The affidavit described several previous encounters between Robinson and Trask and/or his relatives.

In February 2009, a Maine warden issued trespass warnings to Trask and five male relatives after Robinson complained they were hunting on his posted land, according to the affidavit. Robinson allegedly told the warden the next day, “If I ever catch them down in there again, I’ll probably kill them,” the affidavit said.

Earlier this year, Trask purchased a lot with a right-of-way on Robinson’s land. Cheryl Robinson, the defendant’s wife, allegedly told police who came to investigate Trask’s death that her husband had intended to confront Trask about an unlocked gate at the entrance to Bear Road.

In the back of Trask’s truck detectives found plastic snow fencing, six wooden stakes, a small sledge hammer and a distance measuring device, according to the affidavit. The victim’s brother, Carl Trask, told a detective that David Trask most likely had gone to the Bradford property to measure distances so utility poles could be constructed for a building. The snow fencing probably was to be placed on the bridge over the brook, marking it for snow sledders, Carl Trask reportedly told police.

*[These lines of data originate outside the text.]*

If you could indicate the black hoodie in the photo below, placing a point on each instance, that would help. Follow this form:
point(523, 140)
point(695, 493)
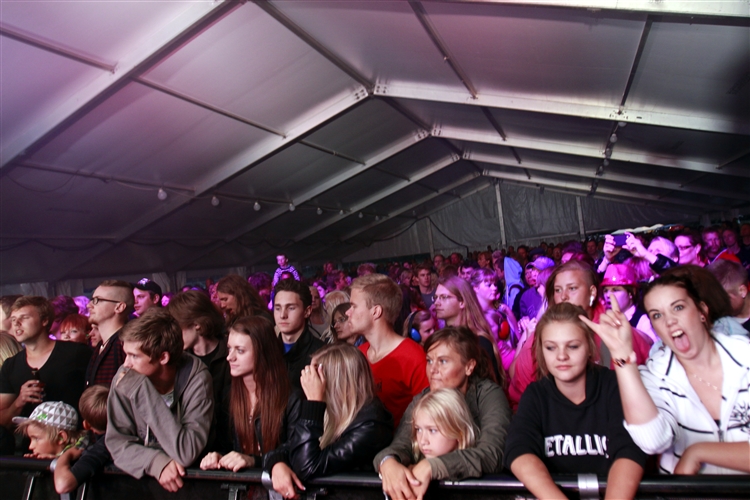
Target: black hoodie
point(570, 438)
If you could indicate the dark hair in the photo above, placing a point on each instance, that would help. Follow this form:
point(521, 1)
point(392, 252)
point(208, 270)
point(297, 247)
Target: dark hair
point(193, 307)
point(157, 332)
point(294, 286)
point(466, 344)
point(249, 302)
point(700, 285)
point(42, 305)
point(6, 302)
point(564, 312)
point(272, 382)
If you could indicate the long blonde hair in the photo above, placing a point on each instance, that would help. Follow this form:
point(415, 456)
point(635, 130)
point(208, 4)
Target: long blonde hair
point(448, 409)
point(9, 346)
point(349, 387)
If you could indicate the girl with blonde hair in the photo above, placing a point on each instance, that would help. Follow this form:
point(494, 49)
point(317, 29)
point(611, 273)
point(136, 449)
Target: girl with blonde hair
point(342, 424)
point(442, 424)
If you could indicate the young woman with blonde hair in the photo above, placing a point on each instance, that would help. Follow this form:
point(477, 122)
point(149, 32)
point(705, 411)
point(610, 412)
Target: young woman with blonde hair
point(570, 420)
point(342, 424)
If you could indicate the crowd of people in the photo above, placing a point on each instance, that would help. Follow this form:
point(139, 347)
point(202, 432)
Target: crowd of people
point(582, 357)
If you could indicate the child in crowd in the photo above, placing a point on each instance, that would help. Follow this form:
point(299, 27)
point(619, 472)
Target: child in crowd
point(571, 420)
point(52, 427)
point(75, 328)
point(88, 462)
point(442, 424)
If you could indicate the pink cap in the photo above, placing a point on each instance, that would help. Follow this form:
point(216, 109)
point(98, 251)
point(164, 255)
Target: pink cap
point(619, 275)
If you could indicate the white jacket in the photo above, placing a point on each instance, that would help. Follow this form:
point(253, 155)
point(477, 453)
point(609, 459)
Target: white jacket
point(683, 420)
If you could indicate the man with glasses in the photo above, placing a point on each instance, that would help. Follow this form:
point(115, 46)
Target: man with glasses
point(45, 370)
point(109, 308)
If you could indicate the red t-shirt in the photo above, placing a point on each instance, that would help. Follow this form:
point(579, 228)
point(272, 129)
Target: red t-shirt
point(399, 376)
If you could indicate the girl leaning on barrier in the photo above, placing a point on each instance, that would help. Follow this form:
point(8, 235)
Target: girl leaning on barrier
point(263, 407)
point(690, 402)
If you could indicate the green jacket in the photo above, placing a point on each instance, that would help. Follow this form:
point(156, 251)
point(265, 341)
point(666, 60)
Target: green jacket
point(491, 413)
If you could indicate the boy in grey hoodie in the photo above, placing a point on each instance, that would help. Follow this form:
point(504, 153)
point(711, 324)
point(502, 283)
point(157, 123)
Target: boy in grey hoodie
point(160, 407)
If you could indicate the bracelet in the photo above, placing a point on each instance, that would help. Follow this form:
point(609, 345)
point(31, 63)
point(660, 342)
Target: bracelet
point(383, 460)
point(620, 362)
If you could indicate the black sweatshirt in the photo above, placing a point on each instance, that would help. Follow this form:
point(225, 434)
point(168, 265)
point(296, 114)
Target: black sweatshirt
point(570, 438)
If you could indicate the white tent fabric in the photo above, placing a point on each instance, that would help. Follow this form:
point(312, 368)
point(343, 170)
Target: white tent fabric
point(197, 136)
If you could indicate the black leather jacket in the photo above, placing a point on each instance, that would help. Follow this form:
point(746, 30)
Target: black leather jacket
point(289, 423)
point(370, 431)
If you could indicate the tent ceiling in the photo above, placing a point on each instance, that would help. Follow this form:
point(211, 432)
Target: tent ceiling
point(390, 109)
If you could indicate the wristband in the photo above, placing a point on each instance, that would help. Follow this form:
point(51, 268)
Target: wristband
point(620, 362)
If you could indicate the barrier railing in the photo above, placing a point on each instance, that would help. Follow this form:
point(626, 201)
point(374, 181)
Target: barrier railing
point(28, 479)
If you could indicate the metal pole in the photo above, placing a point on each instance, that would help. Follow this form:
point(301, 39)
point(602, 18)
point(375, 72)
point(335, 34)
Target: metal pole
point(501, 220)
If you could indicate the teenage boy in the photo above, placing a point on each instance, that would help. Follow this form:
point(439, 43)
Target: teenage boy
point(109, 308)
point(45, 370)
point(292, 306)
point(398, 364)
point(424, 278)
point(161, 403)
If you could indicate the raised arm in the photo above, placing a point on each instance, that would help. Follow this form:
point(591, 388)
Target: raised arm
point(617, 334)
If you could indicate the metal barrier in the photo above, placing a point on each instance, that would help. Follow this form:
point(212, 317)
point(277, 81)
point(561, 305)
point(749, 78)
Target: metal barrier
point(29, 479)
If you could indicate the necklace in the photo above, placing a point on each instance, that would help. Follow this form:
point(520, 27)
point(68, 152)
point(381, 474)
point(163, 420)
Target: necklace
point(694, 375)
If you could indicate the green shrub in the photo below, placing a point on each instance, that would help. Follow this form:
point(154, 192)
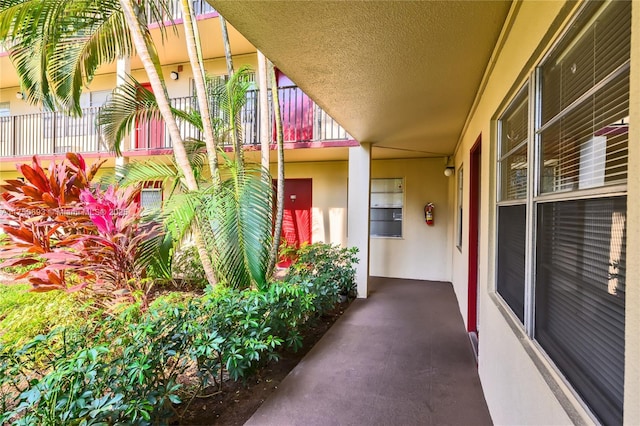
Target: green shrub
point(187, 267)
point(24, 314)
point(328, 272)
point(129, 368)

Although Robinson called the purported murder weapon a “crowbar,” Pelletier described it as a “pinch bar,” weighing about 15 pounds. It has a pointed, projecting end and is used to roll heavy objects, according to Webster’s New World College Dictionary, 4th edition.

CORRECTION:

An earlier version of this story incorrectly stated that Robinson is from Hudson. He is from Bradford. In addition, the story incorrectly stated that Robinson spoke to a dispatcher at the Penobscot Regional Communications Center. He spoke to a dispatcher at the Maine State Police Barracks in Orono.